Опёрся о берёзу спиной – заснул и спал, как младенец. Тут и отыскала его Домна. Будить не стала, сидела до рассвета, сон сохраняя.

С первыми лучами на плечо села оранжевая бабочка, наверно, посланная солнышком, взмахивая крылышками, словно радовалась, что её замечают и даже, наверное, понимают.

Муравей заполз под рукав. Ползёт выше, чуя, что Домна его не тронет. Радостно ей осознавать себя причастной всему живому: солнцу, земле, отдохнувшей за ночь, речонке, бурлыкающей в яру, бабочке...

Проснулся Ремез, сбежав к речке, оплеснул лицо.

Улыбалась Домна и, сорвав кислицу, половину откусила, другую протянула ему.

– Тебя воевода ищет.

– Домаха, а я вечор солнцу молился, – посмеиваясь и боясь её насмешки, смущённо, как очень близкому существу, признался Ремез.

– А я теперь поклонюсь, – поняла Домна и тоже отбила сорок поклонов, села, положив голову его себе на колени. – Два солнышка у меня, – сказала, целуя. – Одно в небе, ты – на земле.

– По ночам оно уходит, – Ремез смотрел сквозь ресницы на пылающий рассвет, обнимая женщину, так просто и так верно объяснившую его поклонение солнцу. – Земля-то круглая, и оно снова уйдёт, чтобы светить тем людям.

– Пущай уходит, лишь бы ты был рядом...

Загнав лошадь, в Тару прискакал напуганный комендант. Ходил с драгунами на раскольников, затеявших гарь. О том довёл мужик из Покровки, не пожелавший гореть. Заводилой оказался Мефодий. В Таре он пил, буянил, был бит прилюдно за глумление над саном, бежал. В скиту проявил такое неистовое рвение, которому изумился самый лютый из раскольников Фока и стал его сторониться.

Оба звали гореть. Жить стало тошно. Надоели непосильные государевы поборы. Дань за бороды, дань за веру – две дани, а сверх того – за баню, за рождение, за смерть, за мёд, за кафтан, за шапку и за сапог, за дугу и за колокольчик, за колодец, за прорубь, за орехи и огурцы, за коня и за водопой, за всё, на что прибыльщик глаз положит. За всё, раскольник, плати вдвойне. Никонианам легшее... И многие двоеданы сказываются никонианами, чтобы платить поменьше. Церква-то никонианская не шибко моргует. Свой грех после дома отмаливай. Аль в скит беги от осатаневшего мира. Солдат беглый Мирошка сказывал (да то и без него знали): «Переказнил царь стрельцов, сестру с женою в монастырь запер, колокола немцам продал, а кои не продал – перелил в пушки. Немцы, немцы царя испортили!».

Другой, Ипатий, поддакивал: «Так, так!
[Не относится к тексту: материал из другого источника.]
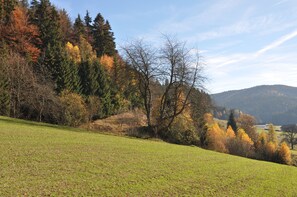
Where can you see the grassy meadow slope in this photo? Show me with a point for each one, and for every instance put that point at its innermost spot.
(39, 160)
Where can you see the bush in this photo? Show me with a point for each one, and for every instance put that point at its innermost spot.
(216, 139)
(182, 131)
(242, 145)
(74, 108)
(284, 154)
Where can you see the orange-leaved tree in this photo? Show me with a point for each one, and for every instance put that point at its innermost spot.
(22, 36)
(284, 154)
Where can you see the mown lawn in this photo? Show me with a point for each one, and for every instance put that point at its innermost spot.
(44, 160)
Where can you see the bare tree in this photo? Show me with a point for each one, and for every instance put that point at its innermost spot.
(143, 59)
(181, 69)
(178, 67)
(290, 134)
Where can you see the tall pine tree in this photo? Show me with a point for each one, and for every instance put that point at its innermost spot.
(78, 28)
(231, 122)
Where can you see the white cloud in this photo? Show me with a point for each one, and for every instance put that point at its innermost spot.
(278, 42)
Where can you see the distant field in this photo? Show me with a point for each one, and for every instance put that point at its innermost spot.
(45, 160)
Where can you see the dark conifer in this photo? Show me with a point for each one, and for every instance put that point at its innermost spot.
(231, 122)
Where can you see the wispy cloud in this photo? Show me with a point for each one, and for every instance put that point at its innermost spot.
(277, 43)
(279, 3)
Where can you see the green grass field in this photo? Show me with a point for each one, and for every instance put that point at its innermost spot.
(45, 160)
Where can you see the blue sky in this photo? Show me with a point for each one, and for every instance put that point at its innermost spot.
(244, 43)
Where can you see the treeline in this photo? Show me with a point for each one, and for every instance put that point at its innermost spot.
(241, 138)
(56, 71)
(63, 72)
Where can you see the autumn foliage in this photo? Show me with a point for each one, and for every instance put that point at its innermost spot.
(284, 154)
(21, 35)
(265, 148)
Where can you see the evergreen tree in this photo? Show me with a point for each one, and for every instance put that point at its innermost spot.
(78, 28)
(109, 40)
(231, 122)
(98, 35)
(104, 90)
(4, 91)
(87, 73)
(6, 8)
(103, 37)
(24, 3)
(46, 17)
(63, 70)
(88, 21)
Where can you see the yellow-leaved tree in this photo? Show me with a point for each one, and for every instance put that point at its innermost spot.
(216, 139)
(73, 52)
(284, 154)
(230, 134)
(107, 62)
(86, 51)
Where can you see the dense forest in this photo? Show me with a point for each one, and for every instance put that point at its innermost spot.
(68, 72)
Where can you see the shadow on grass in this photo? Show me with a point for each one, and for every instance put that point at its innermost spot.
(39, 124)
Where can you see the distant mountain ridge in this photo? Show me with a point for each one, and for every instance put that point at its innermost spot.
(275, 104)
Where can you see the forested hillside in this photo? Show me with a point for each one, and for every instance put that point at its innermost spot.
(68, 72)
(275, 104)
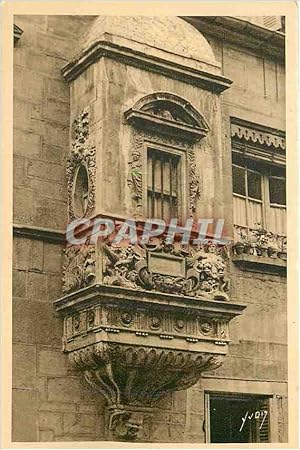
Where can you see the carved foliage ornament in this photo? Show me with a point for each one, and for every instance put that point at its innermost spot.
(79, 267)
(205, 270)
(81, 169)
(140, 375)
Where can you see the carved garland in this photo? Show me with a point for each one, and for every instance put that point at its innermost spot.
(115, 319)
(82, 153)
(135, 177)
(205, 270)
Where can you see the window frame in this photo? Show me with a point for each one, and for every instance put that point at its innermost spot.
(236, 396)
(265, 194)
(182, 169)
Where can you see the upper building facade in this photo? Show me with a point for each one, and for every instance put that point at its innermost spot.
(164, 118)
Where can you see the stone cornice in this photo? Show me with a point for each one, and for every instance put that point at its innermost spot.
(169, 68)
(257, 133)
(92, 294)
(43, 234)
(258, 142)
(243, 34)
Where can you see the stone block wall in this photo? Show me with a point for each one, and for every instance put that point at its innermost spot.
(50, 401)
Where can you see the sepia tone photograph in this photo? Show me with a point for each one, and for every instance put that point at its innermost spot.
(149, 264)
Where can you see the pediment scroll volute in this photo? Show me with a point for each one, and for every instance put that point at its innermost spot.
(170, 113)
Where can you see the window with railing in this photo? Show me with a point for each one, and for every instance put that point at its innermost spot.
(259, 196)
(164, 181)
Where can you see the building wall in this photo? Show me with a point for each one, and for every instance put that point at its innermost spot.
(51, 401)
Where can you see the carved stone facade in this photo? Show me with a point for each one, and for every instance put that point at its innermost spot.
(145, 329)
(138, 348)
(82, 155)
(197, 270)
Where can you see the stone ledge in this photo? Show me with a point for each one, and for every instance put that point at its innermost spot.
(96, 293)
(260, 263)
(43, 234)
(207, 80)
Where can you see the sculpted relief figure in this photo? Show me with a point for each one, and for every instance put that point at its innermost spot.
(205, 270)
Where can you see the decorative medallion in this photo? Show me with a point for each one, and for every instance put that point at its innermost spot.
(81, 170)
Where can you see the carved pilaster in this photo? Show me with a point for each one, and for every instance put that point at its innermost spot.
(82, 156)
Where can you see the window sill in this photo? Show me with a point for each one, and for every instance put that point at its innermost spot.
(262, 264)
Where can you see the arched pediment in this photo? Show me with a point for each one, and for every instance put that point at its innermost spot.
(169, 113)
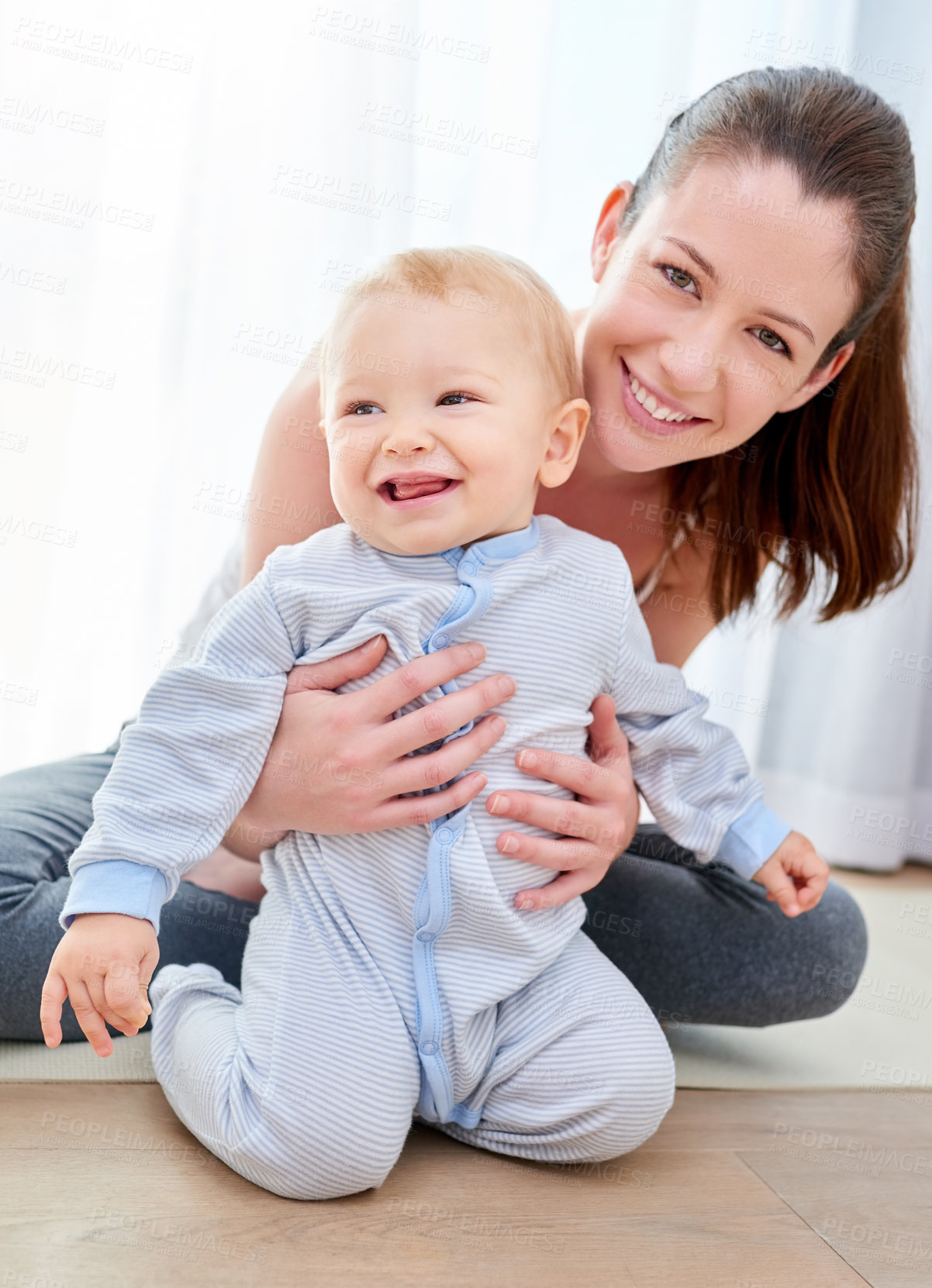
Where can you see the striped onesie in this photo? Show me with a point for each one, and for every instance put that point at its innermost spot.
(387, 974)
Они его обошли, оморочили! Порченой царь!».

Монах сказывал: «Сам слышал я в портомойне... Не то беда, что царя оморочили. А то, что подменили немчонком. Наталья-то девочку родила... Сама сказала, отходя, при последнем часе: «Ты не сын мой! Ты подменный!».
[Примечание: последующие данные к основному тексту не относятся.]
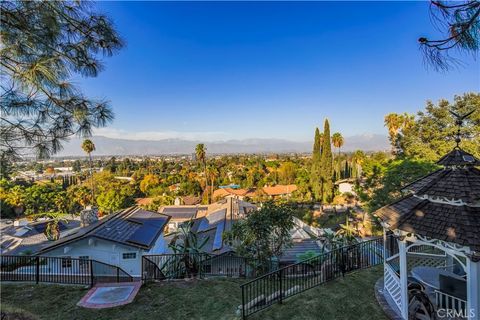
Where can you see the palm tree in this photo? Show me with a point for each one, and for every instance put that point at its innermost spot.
(201, 156)
(393, 122)
(212, 173)
(338, 141)
(89, 147)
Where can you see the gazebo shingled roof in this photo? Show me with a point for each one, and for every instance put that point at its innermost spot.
(443, 205)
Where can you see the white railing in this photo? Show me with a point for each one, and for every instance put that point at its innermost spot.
(392, 285)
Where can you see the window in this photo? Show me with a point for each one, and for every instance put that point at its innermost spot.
(66, 262)
(129, 255)
(83, 261)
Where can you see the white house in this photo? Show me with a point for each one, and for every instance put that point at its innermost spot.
(120, 240)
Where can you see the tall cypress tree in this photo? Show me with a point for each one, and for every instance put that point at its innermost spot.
(326, 164)
(315, 178)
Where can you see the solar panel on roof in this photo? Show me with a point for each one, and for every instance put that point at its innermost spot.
(40, 228)
(468, 158)
(216, 216)
(144, 236)
(218, 241)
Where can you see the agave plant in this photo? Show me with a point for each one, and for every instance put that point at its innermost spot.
(188, 251)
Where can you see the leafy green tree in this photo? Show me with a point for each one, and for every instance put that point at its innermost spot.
(44, 43)
(315, 176)
(338, 141)
(386, 179)
(433, 132)
(77, 166)
(326, 166)
(395, 123)
(149, 182)
(264, 234)
(287, 172)
(189, 248)
(79, 197)
(5, 166)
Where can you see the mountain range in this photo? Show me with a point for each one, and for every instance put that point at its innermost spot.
(121, 147)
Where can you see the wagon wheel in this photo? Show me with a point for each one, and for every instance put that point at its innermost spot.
(419, 306)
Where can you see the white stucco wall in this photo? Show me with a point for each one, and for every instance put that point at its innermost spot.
(108, 252)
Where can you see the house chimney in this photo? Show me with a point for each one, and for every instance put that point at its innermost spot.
(88, 216)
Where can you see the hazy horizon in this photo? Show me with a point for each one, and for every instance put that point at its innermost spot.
(237, 70)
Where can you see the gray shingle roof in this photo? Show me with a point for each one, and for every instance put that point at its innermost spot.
(120, 227)
(458, 157)
(445, 204)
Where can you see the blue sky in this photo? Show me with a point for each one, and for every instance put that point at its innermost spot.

А Фока, за морем бывавший (того никто подтвердить не мог), даже в самом Стекольном царстве, иное сказывал: «Ходил он к немцам, а те хвалились: лутче всех на земле живём. И решил поглядеть царь, как оно лутче-то? И доглядел, что лгут. Нет, говорит, у нас на святой Руси лутче. У нас бороды носят, а не голомозы, в кафтанах, а не в куштунах ходят. И мёд допьяна пьют, и хлеба едят досыта. И вера наша древняя, вечная. Под вашу век не пойдём.